Cardiogenic Shock in Pregnancy

By Juliette Power MD - Last Updated: November 3, 2022

The following article was written by Dr. Juliette Power as a CardioNerds Conference Scholar for The 2022 SCAI SHOCK Conference.

In Dr. Anna Bortnick’s review of cardiogenic shock in pregnancy at SCAI Shock 2022, she impressed upon the audience to identify cardiogenic shock and initiate mechanical circulatory support early and often in order to improve outcomes. Specifically, mechanical circulatory support within 6 days of onset of cardiogenic shock is associated with lower mortality.

Dr. Bortnick MD, PhD, MSc, FSCAI is an associate professor at Albert Einstein College of Medicine who began her talk by reviewing that CS in pregnancy is a rare but serious complication, most commonly diagnosed postpartum or postmortem, that dramatically worsens peripartum outcomes. Common etiologies of cardiogenic shock in pregnancy include worsening stenotic valvular disease due to increased cardiac output, hypercoagulable states leading to increased risk of thrombotic events, and hormonal shifts increasing risk of pregnancy-associated SCAD (P-SCAD) and peripartum cardiomyopathy (PPCM).

P-SCAD is the most common cause of pregnancy associate MI. Hormonal effect on the vasculature leads to a tripled risk of acute myocardial infarction in pregnant patients, most often in the 3rdtrimester or postpartum, as compared to non-pregnant patients. Studies have shown that P-SCAD is associated with higher risk features, compared to traditional SCAD, with 75% of women presenting with left main artery and left anterior descending artery and at least 1/4 presenting in cardiogenic shock and needing mechanical circulatory support. When treating P-SCAD consideration should be given to minimizing the risk of coronary angiogram complications. Dr. Bortnick, suggests use of 4 Fr radial catheters, limited and low pressure injections, and percutaneous intervention only if the patients has unstable or high risk features. Her other recommendations include fetal monitoring, IV access above the diaphragm, left lateral tilt positioning, and uterine evacuation within four minutes of a cardiac arrest.

As PPCM is implicated in >50% of all cardiogenic shock cases in pregnant and peripartum women, cardiologists should be familiar with diagnosis and management. PPCM is a diagnosis of exclusion as a nonischemic cardiomyopathy presenting at the end of pregnancy or early postpartum with an LVEF<45%. Aside from non-teratogenic traditional guideline-directed medical therapy, bromocriptine, a dopamine receptor agonist that inhibits prolactin release, can be considered as an adjunct medical therapy (IIB recommendation, ESC guidelines), but requires anticoagulation due to thrombosis risk, although this is less of an issue as most patients cardiogenic shock with mechanical circulatory support will require anticoagulation anyways.

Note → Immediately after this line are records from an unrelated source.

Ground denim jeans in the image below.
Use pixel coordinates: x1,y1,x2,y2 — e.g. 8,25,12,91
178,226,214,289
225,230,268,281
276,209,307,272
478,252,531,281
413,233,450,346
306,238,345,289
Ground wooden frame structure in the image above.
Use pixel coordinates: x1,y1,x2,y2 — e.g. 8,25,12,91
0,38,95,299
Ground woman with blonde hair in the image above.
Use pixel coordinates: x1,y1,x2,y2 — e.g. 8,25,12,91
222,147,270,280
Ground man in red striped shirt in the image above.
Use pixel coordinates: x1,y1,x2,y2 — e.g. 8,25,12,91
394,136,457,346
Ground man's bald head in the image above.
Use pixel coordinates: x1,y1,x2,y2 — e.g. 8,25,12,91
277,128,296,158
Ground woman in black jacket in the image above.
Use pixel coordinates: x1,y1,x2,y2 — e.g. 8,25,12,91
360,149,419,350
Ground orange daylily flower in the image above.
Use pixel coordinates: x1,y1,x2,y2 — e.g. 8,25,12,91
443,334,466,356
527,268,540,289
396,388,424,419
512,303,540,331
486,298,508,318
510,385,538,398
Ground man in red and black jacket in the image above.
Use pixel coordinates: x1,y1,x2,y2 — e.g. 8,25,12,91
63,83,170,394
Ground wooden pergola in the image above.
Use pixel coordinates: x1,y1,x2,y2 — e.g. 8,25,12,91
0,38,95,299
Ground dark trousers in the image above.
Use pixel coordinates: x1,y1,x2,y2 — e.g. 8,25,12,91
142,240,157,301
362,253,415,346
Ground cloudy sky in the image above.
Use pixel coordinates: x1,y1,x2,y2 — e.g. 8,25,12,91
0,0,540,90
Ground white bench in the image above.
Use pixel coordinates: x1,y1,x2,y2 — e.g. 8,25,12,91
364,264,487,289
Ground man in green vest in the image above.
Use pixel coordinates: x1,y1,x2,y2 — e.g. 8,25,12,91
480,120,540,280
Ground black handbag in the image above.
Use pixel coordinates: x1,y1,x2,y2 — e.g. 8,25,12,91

Ultimately pregnant cardiogenic shock patients are complex and require multidisciplinary care to maximize chances for favorable outcomes.


  1. Park, K., Bortnick, A., et al. Interventional Cardiac Procedures and Pregnancy. Journal of the Society for Cardiovascular Angiography & Interventions. 2022; 1:5.
  2. Sharma, S., Thomas, S. Management of Heart Failure and Cardiogenic Shock in Pregnancy. Curr Treat Options Cardio Med. 2019; 21:83.